Pull out a region of interest using a set of reads or kmers. The subgraph command searches out from the seed kmers by dist
kmers (dist >= 0
).
mccortex31 subgraph --seq contig.fa contig.ctx 100 graph.ctx
Input is graph.ctx
, output is saved to contig.ctx
. You can specify particular colours on the input to keep in the output. Add the --invert
option to invert the kmers selected - only take those further than dist
kmers.
Filter reads by whether or not they share a kmer with a graph:
mccortex31 reads [--fasta|--fastq] --seq in1.fa out.se --seq2 in.1.fq:in.2.fq out.pair in.ctx
Will save reads from in1.fa
to out.se.fa.gz
and from in.1.fq
,in.2.fq
to out.pair.1.fa.gz
,out.pair.2.fa.gz
. Output options are --fasta
or --fastq
. Paired end reads (--seq2
) are considered touching the graph if either read shares one or more kmers with the graph. Add the --invert
option to select reads that DO NOT touch the graph.

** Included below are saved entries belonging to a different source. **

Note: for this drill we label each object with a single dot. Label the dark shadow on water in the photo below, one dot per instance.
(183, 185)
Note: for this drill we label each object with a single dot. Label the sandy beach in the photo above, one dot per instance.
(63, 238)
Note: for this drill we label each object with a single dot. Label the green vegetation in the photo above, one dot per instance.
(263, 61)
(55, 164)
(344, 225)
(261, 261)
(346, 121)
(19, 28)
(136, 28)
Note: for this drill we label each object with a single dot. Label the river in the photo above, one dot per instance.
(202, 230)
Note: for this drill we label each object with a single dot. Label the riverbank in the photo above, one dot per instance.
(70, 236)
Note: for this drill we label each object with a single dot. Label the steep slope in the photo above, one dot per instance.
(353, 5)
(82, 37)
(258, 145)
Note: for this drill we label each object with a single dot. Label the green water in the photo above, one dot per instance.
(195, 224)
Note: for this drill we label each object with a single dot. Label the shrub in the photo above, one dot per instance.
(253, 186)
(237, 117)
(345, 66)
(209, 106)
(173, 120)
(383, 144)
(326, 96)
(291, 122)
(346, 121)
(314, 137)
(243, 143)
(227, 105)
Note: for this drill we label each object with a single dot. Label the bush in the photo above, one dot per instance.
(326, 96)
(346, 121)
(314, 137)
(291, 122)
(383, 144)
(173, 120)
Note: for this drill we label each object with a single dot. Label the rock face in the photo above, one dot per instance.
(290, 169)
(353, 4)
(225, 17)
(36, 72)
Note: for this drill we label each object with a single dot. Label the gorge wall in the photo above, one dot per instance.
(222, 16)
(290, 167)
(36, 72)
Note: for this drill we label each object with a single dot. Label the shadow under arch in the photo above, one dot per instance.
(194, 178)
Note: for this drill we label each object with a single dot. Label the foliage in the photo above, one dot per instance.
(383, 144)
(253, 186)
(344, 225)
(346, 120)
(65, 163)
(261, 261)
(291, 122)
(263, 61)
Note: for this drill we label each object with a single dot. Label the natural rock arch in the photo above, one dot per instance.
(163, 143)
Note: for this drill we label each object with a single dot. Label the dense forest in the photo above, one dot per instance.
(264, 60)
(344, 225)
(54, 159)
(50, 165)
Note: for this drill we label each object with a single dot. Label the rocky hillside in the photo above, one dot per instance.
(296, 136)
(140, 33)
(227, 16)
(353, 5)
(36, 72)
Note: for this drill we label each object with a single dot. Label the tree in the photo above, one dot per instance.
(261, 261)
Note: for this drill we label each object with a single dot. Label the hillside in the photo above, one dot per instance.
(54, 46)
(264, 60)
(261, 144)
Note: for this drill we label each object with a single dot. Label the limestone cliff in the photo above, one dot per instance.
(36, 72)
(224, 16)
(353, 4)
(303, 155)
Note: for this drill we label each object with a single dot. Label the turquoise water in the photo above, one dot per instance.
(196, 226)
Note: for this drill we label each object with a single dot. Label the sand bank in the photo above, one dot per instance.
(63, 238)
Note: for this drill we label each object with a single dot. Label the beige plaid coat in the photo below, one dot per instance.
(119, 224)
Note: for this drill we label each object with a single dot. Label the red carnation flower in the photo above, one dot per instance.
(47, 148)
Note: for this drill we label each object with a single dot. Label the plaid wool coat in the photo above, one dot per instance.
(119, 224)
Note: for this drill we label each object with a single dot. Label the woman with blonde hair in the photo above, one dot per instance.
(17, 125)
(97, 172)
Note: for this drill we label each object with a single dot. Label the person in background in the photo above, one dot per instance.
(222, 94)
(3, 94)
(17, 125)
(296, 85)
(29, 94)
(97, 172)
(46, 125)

Requires GraphViz which provides the dot
command. Flattens any colours in the graph:
./scripts/perl/mccortex-graph-to-graphviz.pl graph.ctx:0,3 | dot -Tpdf > kmers.pdf
Or to merge adjacent kmers add the --simplify
option:
./scripts/perl/mccortex-graph-to-graphviz.pl --simplify graph.ctx:0,3 | dot -Tpdf > contigs.pdf
Or you can just use ./scripts/perl/mccortex-graph-to-graphviz.pl
to generate dot files.
You can generate a plot of a de Bruijn graph straight from sequence files using scripts/seq2pdf.sh
:
./scripts/seq2pdf.sh --simplify 3 <(echo ACAACACGT) <(echo CCACACAA) > out.pdf
Usage is: ./scripts/seq2pdf.sh [--simplify] <kmer> <file1> [file2] > out.pdf
. Files can be of types FASTA, FASTQ, SAM, BAM, TXT or even gzipped. Requires graphviz.